De miereneter of miereneter, zoogdier met een lange snuit en zeer dunne tong

Een zeer lange snuit en een draadvormige tong maken de miereneter tot een specialist in het vangen van mieren, zijn favoriete maaltijd. Maak kennis met een van de oudste zoogdieren ter wereld.

Miereneter identiteitskaart

de miereneter (Myrmecophaga tridactyla) behoort tot de orde Pilose en de familie Myrmecophagidae. Ook wel grote miereneter of reuzenmiereneter genoemd, het dier evolueert al miljoenen jaren in de tropische wouden van Zuid-Amerika. Samen met gordeldieren en luiaards vormt het de superorde Xenarthra, een groep tandeloze placenta-zoogdieren met plantigrade ledematen met sterke klauwen. De miereneter kan 2 meter lang worden en tot 50 kg wegen.
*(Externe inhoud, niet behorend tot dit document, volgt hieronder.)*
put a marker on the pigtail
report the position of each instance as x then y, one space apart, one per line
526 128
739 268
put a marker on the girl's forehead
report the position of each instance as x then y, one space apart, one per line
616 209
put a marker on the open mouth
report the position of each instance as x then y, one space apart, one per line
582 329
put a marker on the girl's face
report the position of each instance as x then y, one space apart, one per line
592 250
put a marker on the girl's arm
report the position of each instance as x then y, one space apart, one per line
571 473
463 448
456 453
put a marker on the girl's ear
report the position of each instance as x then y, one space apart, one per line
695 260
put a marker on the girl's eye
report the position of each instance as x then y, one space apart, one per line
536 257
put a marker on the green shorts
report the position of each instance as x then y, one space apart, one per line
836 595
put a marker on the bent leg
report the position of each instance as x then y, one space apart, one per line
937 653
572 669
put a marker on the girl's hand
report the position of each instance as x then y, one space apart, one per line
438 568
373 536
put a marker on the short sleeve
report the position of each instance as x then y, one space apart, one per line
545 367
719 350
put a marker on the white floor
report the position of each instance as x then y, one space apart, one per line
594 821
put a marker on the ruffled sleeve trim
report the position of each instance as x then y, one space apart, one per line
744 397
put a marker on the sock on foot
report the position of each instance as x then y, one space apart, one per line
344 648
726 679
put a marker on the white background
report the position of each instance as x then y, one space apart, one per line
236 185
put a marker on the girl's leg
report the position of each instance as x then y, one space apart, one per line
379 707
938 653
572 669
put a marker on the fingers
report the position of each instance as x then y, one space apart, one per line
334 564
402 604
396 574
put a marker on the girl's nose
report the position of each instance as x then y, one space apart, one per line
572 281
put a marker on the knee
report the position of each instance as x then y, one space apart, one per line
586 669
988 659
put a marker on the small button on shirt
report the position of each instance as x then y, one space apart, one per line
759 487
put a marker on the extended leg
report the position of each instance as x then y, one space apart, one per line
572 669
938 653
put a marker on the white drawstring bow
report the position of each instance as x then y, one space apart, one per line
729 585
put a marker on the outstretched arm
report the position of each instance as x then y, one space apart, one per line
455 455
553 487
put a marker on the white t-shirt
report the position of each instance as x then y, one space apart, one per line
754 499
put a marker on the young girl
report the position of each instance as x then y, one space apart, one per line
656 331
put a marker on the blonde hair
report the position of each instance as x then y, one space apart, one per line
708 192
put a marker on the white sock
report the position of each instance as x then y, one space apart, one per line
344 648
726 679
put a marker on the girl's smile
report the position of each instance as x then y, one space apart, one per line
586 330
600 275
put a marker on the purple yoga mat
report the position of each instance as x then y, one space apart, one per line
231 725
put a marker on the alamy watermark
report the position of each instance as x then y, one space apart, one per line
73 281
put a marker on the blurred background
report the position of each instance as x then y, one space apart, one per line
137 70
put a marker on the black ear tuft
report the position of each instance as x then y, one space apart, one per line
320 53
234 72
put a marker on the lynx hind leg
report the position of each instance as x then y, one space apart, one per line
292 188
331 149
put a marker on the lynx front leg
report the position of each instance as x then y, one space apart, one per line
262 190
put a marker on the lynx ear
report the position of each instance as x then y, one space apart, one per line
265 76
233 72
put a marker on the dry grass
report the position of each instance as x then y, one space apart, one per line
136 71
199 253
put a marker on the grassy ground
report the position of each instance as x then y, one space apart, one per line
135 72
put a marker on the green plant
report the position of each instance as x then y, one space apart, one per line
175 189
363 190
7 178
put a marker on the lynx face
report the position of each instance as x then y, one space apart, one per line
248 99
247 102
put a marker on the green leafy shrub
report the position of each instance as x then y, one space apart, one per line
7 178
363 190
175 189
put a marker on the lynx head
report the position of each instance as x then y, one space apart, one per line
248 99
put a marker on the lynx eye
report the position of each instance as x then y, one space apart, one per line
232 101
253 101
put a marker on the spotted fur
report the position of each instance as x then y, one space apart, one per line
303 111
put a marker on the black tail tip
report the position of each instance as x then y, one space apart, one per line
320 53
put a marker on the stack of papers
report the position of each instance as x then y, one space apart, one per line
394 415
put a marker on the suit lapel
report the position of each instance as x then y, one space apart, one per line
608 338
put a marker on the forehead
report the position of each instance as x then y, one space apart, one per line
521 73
Beschrijving van de miereneter

De miereneter heeft een dikke, ruwe bruinachtige vacht die hem beschermt tegen insectenbeten. Twee zwart-witte zijbanden markeren de nek en schouders. Zijn dikke manen volgen zijn rug tot een zeer borstelige staart zo lang als zijn lichaam. Zijn poten zijn wit aan de voorkant en grijs aan de achterkant. Zijn plantigrade ledematen hebben vijf klauwen, waarvan de middelste drie meer ontwikkeld en gebogen zijn omdat ze geschikt zijn om te graven. Zijn hoofd wordt gekenmerkt door rudimentaire oren en kleine ogen. Zijn grote snuit is een benige buis die wel 60 cm lang kan worden. Zonder tanden heeft hij een zeer dunne tong van gemiddeld 50 cm.

Verspreiding en leefgebied van de miereneter

De miereneter komt in heel Midden- en Zuid-Amerika voor. De grenzen van zijn verspreidingsgebied beginnen vanaf het schiereiland Yucatán (Mexico) en dalen af ​​naar Uruguay, bereiken het noorden van Argentinië en eindigen ten oosten van het Andesgebergte. In deze regio’s komt hij vaak voor in moerassen, vochtige en droge tropische bossen, doornige struikgewas, graslanden en savannes. De miereneter voedt zich in open gebieden en geeft de voorkeur aan meer beboste gebieden om te rusten.

miereneter dieet

De miereneter voedt zich voornamelijk met mieren, termieten en zachtaardige ongewervelde dieren. Hij gebruikt de klauwen van zijn voorpoten om de grond te graven of de stammen van bomen te doorzoeken. Dan steekt hij zijn smalle snuit in de opening en steekt zijn lange, kleverige, met speeksel bedekte tong diep om snel honderden Insecten te vangen. Het kan af en toe rijpe bessen en fruit inslikken. De grotere miereneter lest zelden zijn dorst omdat hij het meeste water dat hij nodig heeft in de mieren vindt. Soms gebeurt het om de bladeren bedekt met dauw of regendruppels te likken, maar ook om te drinken bij waterpunten.

miereneter gedrag

Als hij niet foerageert, slaapt de miereneter tot 16 uur per dag in een gat dat hij in de grond heeft gegraven of in een struikgewas van dichte begroeiing. Dus krult hij zich op en gebruikt zijn staart zowel als dekking als camouflage. Namelijk dat het dier een lichaamstemperatuur heeft die tot de laagste van alle zoogdieren behoort (32°).De reuzenmiereneter staat niet bekend om zijn goede gezichtsvermogen of fijn gehoor, maar zijn reukvermogen is extreem ontwikkeld. De meeste zijn nogal eenzaam, de zeldzame toenaderingen vinden plaats tussen de moeder en haar jongen en tijdens het paren.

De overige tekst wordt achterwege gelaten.